In conclusion, these new findings extend our knowledge of the relationship between childhood maltreatment and revictimization experiences revealing long-term consequences for a group of maltreated children and demographically matched controls who were followed up over a 30-year time period. Although these longitudinal findings showed a general decline in victimization experiences over the two time points, these new results demonstrate that childhood maltreatment increases risk for subsequent revictimization in middle adulthood, specifically for sexual assault/abuse and intimate partner injury and physical violence victimization. The fact that individuals with histories of childhood maltreatment are reporting more physical violence victimization and sexual assault/abuse 30 to 40 years after their childhood experiences suggests that they may also be at risk for elder abuse. Furthermore, the high levels of psychological partner violence victimization in both groups (i.e., “dominance-isolation,” “verbal-emotional” abuse, and other coercive behaviors, e.g., tried to make you feel crazy) reflect relationships that may need attention and interventions. These results have implications for prevention and intervention efforts targeting maltreated children and could be used to develop and tailor victimization prevention strategies that take into account the future risk of sexual assault, intimate partner injury, and physical violence victimization.

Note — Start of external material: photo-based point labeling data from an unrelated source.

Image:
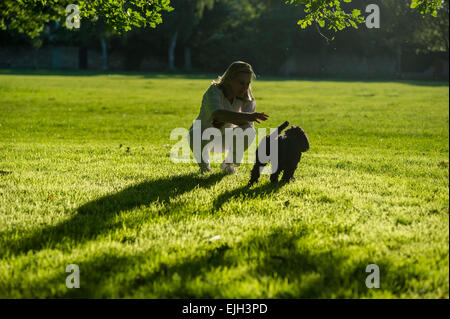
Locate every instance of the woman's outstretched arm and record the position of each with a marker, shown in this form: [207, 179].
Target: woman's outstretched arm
[237, 118]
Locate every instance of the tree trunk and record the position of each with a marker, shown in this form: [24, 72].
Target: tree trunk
[399, 61]
[104, 53]
[173, 43]
[82, 57]
[187, 58]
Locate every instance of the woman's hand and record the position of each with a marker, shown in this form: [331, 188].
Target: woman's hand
[255, 117]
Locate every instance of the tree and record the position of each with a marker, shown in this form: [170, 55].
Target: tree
[329, 12]
[30, 16]
[181, 25]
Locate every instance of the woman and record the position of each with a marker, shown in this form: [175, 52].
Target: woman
[228, 103]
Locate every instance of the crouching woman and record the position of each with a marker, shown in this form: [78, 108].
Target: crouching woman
[229, 106]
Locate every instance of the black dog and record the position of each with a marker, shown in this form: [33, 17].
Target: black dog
[291, 145]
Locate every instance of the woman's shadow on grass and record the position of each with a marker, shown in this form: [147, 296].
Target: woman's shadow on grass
[97, 216]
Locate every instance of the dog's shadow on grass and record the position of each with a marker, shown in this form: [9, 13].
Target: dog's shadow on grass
[247, 192]
[97, 216]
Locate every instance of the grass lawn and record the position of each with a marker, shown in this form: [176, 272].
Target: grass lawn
[373, 189]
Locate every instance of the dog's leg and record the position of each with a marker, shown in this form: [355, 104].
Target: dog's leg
[288, 174]
[257, 168]
[274, 177]
[256, 172]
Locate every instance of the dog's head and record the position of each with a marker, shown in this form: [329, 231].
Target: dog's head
[297, 134]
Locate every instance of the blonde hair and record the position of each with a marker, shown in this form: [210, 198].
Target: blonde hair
[234, 69]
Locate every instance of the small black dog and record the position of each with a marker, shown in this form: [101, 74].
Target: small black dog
[291, 145]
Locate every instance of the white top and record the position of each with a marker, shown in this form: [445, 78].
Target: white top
[214, 99]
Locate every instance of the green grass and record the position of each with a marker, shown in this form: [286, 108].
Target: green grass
[374, 188]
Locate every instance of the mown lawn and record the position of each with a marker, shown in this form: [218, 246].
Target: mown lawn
[86, 179]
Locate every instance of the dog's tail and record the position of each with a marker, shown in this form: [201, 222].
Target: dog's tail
[280, 128]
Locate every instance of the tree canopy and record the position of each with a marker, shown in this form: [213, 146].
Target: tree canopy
[330, 13]
[30, 16]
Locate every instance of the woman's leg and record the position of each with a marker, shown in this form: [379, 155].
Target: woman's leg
[203, 161]
[246, 134]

Further research into the pathways and mechanisms that lead to revictimization may assist in developing interventions.
Footnotes
Declaration of Conflicting Interests
The author(s) declared no potential conflicts of interests with respect to the authorship and/or publication of this article.
Funding
The author(s) disclosed receipt of the following financial support for the research and/or authorship of this article: This research was supported in part by grants (PI: Widom) from NIJ (86-IJ-CX-0033 and 89-IJ-CX-0007, and 2011-WG-BX-0013), NIMH (MH49467 and MH58386), Eunice Kennedy Shriver NICHD (HD40774 and HD072581), NIDA (DA17842 and DA10060), NIAAA (AA09238 and AA11108), NIA (AG058683), and the Doris Duke Charitable Foundation. Points of view are those of the authors and do not necessarily represent the position of the United States Department of Justice.